Even in ieee.numeric_std standard, ' * ' fucntion is defined to
handle
unsymetrical input vectors.
For result <= integer_signal * unsigned_constant;
if ' integer_signal' is defined with appropriate range limits then it
is equivalent to the other.
-- Mohammed A Khader.
| |
|
| Hal is spot on here.
Just multiply by K=0.7352941176. And how do you do that?
One way is to represent K by a 24 bit natural, let's call it Ki where
Ki = (2**24) * k = (2**24) / 1.36 = 12336188 (rounded off).
I will assume your 24 bit number is unsigned, let's call it G. You will
then end up with a 48 bit result for G.
R = G * Ki; -- R is 48 bits, G is 24 bits, and Ki is 24 bits.
G is a 24 bit integer with no fractional part.
Ki is a 24 bit fraction where 0xFFFFFF represents a value very
close to 1.0. Actually it ((2**24)-1)/(2**24) = 0.999999940395
The result, R, is a 48 bit number with 24 bit integer part and 24 bit
fractional part. You can drop the fractional part and retain the
24 MSBs and there you have it.
Doug
"Hal Murray" <hmurray@suespammers.org> wrote in message
news:LqWdnQIR1vJFgdffRVn-pw@megapath.net...
>
> One trick is to multiply by the inverse.
>
> --
> The suespammers.org mail server is located in California.

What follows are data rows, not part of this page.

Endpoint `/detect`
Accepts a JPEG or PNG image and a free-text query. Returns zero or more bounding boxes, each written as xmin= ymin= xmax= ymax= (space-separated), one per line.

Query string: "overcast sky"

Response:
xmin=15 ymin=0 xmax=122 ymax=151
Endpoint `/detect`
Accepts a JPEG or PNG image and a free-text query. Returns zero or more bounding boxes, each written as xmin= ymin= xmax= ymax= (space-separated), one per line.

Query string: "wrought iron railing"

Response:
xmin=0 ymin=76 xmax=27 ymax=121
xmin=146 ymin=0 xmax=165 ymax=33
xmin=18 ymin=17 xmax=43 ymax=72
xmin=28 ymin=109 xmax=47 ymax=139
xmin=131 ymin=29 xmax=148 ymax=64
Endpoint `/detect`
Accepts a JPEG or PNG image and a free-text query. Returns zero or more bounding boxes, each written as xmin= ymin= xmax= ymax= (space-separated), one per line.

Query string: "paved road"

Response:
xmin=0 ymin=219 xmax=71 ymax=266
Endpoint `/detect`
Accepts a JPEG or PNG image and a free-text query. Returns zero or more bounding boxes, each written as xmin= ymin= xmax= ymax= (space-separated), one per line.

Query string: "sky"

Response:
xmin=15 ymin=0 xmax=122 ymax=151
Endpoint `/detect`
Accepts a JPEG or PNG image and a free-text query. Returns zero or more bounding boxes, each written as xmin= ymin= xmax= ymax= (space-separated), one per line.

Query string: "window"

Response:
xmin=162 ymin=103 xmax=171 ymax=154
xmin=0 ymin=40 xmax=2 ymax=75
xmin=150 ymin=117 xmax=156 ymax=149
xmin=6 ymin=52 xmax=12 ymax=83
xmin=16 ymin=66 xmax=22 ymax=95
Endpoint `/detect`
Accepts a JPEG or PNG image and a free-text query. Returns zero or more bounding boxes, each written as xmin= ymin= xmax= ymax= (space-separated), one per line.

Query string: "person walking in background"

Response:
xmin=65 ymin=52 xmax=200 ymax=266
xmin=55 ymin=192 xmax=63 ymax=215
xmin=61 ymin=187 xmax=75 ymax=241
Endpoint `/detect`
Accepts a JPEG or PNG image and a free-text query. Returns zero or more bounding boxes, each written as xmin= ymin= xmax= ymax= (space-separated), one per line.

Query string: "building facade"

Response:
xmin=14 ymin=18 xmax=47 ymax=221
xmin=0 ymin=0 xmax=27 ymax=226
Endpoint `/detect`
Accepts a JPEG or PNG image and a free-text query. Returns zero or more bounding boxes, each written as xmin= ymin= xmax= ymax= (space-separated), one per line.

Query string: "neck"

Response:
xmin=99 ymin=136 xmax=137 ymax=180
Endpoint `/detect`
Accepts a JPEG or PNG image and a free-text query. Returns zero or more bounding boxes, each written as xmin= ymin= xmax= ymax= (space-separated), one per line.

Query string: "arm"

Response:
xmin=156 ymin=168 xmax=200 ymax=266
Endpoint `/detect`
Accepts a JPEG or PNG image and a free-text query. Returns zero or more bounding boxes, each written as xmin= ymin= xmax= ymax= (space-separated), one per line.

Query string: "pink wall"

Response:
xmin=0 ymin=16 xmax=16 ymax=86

So are all my
> other mailboxes. Please do not send unsolicited bulk e-mail or
unsolicited
> commercial e-mail to my suespammers.org address or any of my other
addresses.
> These are my opinions, not necessarily my employer's. I hate spam.
>
| |
| genlock 2005-03-31, 4:04 pm |
| Thankyou everybody,
I think I have got all my questions answered. Am going to try the
methods suggested here and see how it works....
| |
| David Bishop 2005-04-01, 8:59 am |
| genlock wrote:
> Hi,
>
> Is there a way to divide an integer by a real number(decimal number).
>
> Can we simply use the operator '/' as follows:
> eg: a <= 1234/ 1.36;
> where we define 'a' as an integer.
>
> Are there any specific libraries to be included for such a VHDL design
> file.
>
> If so, should these libraries be included in a particular order?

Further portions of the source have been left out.